Though neither poet came away with a Minnesota Book Award, finalists Tim Nolan and Todd Boss have produced solid books of poetry unmistakably tinged with Midwestern sensibility and Minnesotan landscape. Tim Nolan’s The Sound of It (New Rivers Press, $13.95) is his first poetry collection—by profession, he is an attorney in Minneapolis—and Todd Boss’s Yellowrocket (Norton, $23.95) is his solo debut after a book of poems called On Marriage in collaboration with poet Katrina Vandenberg.
Nolan and Boss are very different poets in terms of style, voice, and influence. Their subject matter, however, converges on themes of time, memory, marriage, family, and—most especially—their kids. Both poets often teeter on the edge of grandiose philosophical musings, bringing to mind ye olde Keatsian questions of Truth and Beauty. Thankfully, they touch on these larger life puzzles in artful ways, steering clear of hackneyed expressions and images.
Reflecting on the passage of time, Nolan writes about bowling with his parents in the poem “Diamond Lake Bowling.”
My heart echoes in a memory cavern
as I gaze at the blue and broad
Hollywood curtain along the sidewall.
My parents turn to me across the way.
Dear lively eyes of them. My first faces.
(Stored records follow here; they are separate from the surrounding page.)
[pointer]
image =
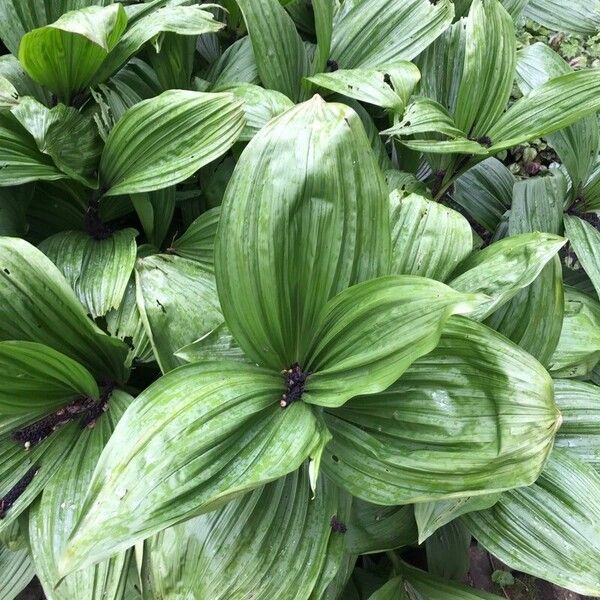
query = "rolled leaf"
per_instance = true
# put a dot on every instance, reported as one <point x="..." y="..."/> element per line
<point x="65" y="55"/>
<point x="549" y="529"/>
<point x="428" y="239"/>
<point x="37" y="305"/>
<point x="162" y="141"/>
<point x="505" y="267"/>
<point x="97" y="270"/>
<point x="378" y="32"/>
<point x="474" y="416"/>
<point x="283" y="250"/>
<point x="202" y="435"/>
<point x="178" y="304"/>
<point x="283" y="541"/>
<point x="369" y="334"/>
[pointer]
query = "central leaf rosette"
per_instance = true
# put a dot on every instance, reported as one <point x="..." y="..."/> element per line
<point x="303" y="275"/>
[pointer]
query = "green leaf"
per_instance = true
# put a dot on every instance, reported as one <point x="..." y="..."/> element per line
<point x="305" y="215"/>
<point x="202" y="435"/>
<point x="578" y="349"/>
<point x="371" y="85"/>
<point x="164" y="140"/>
<point x="485" y="192"/>
<point x="448" y="551"/>
<point x="369" y="334"/>
<point x="155" y="210"/>
<point x="585" y="240"/>
<point x="260" y="106"/>
<point x="52" y="519"/>
<point x="37" y="305"/>
<point x="474" y="416"/>
<point x="65" y="55"/>
<point x="419" y="585"/>
<point x="153" y="18"/>
<point x="371" y="33"/>
<point x="579" y="404"/>
<point x="533" y="318"/>
<point x="556" y="104"/>
<point x="550" y="529"/>
<point x="273" y="542"/>
<point x="488" y="70"/>
<point x="16" y="571"/>
<point x="374" y="528"/>
<point x="577" y="16"/>
<point x="430" y="516"/>
<point x="501" y="270"/>
<point x="36" y="378"/>
<point x="178" y="303"/>
<point x="97" y="270"/>
<point x="279" y="51"/>
<point x="198" y="241"/>
<point x="576" y="145"/>
<point x="428" y="239"/>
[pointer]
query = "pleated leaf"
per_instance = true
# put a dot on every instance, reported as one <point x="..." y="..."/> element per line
<point x="428" y="239"/>
<point x="37" y="305"/>
<point x="369" y="334"/>
<point x="199" y="436"/>
<point x="578" y="349"/>
<point x="556" y="104"/>
<point x="576" y="16"/>
<point x="279" y="51"/>
<point x="304" y="216"/>
<point x="37" y="378"/>
<point x="371" y="33"/>
<point x="273" y="542"/>
<point x="52" y="519"/>
<point x="585" y="240"/>
<point x="501" y="270"/>
<point x="419" y="585"/>
<point x="550" y="529"/>
<point x="164" y="140"/>
<point x="474" y="416"/>
<point x="16" y="571"/>
<point x="579" y="404"/>
<point x="65" y="55"/>
<point x="430" y="516"/>
<point x="97" y="270"/>
<point x="178" y="303"/>
<point x="198" y="241"/>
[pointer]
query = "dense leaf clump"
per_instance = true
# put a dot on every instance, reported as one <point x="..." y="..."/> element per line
<point x="298" y="299"/>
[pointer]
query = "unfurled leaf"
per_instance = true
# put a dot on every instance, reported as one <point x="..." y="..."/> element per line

Always surprised to see me.
How can I explain this sense, become
serious, that we are picking up speed,
rolling in upon ourselves, and falling
alone down this noisy, inevitable lane?
In a similar vein, Boss flashes through his life in the poem “To Be Alone Again in the Thick Skin,” trying to recall how he arrived where he is now:
I live in someone else’s city, in
someone else’s house, it seems.
It’s as if one day I stumbled into a
giant jumble sale of dreams, and
left with my arms loaded, caring
only that I got some good bargains.
While poetry is often discussed in terms of the “speaker” rather than presuming that a poem’s voice is that of the poet himself, it is almost impossible to miss the intensely personal themes of both Boss and Nolan’s poetry. In one particularly emotional section of Yellowrocket, Boss discusses what the reader can only assume were problems he had encountered in his marriage. After water had spilled on the kitchen counter, the wife in the poem “Mess” brings her hand down,
“Like this!” she said, and her open
hand slapping flat on the counter made
a spritz of the spill there: splat! “You
asked me how you should love me.”
Her hand on stone went slap! slap! slap!
Nolan writes a poem called “Frank, Running Around the House” presumably about his son:
He says—How many times around the house
is a mile?—(About sixty times)—and so
he runs sixty time around inside the house—
(smiling at me each time)—like a happy baby—
(Oh—How can we survive this beauty?)—
With each poet drawing so heavily from his life, the reading experience is very personal and at times slightly voyeuristic. For Minnesotans it is even more personal, with mentions of the St. Croix, Lyndale Avenue, 35W, and a poem written in and about Minneapolis’s Longfellow Grill.
Though different in style and technique, both Nolan and Boss seem to possess rich poetic backgrounds. Nolan’s use of dashes—he uses them often—as well as his mixture of cynicism and naiveté bring to mind Emily Dickinson. The honest, declarative nature of many his poems mirrors Charles Simic. It is also clear that he has a classical background, often alluding to Greek literature and mythology. In several poems he mentions Russian literature—Chekhov and Tolstoy specifically. He also devotes a whole section to religious themes, putting strange spins on the story of Christ.
Boss’s poetry is more rhythmic and playful with language, reminding the reader of T.S. Eliot, William Carlos Williams, and Gerard Manley Hopkins. The simplicity of some of Boss’s poems, particularly the opening section about farm life, echoes with the spirit of Robert Hayden’s “Those Winter Sundays.” While these more classical poets may have influenced Boss, he also reveals that Jimmy Stewart Reading Winnie-the-Pooh on RCA Camden Hi-Fidelity/ was my introduction/ to poetry.
Both Nolan’s The Sound of It and Boss’s Yellowrocket are enjoyable reads. They offer insight into the worries of growing older, the workings of family life, and various other world-weary conundrums. Both writers inhabit their own space in the poetry niche, sharing personal stories and each carving out his own unique poetic voice.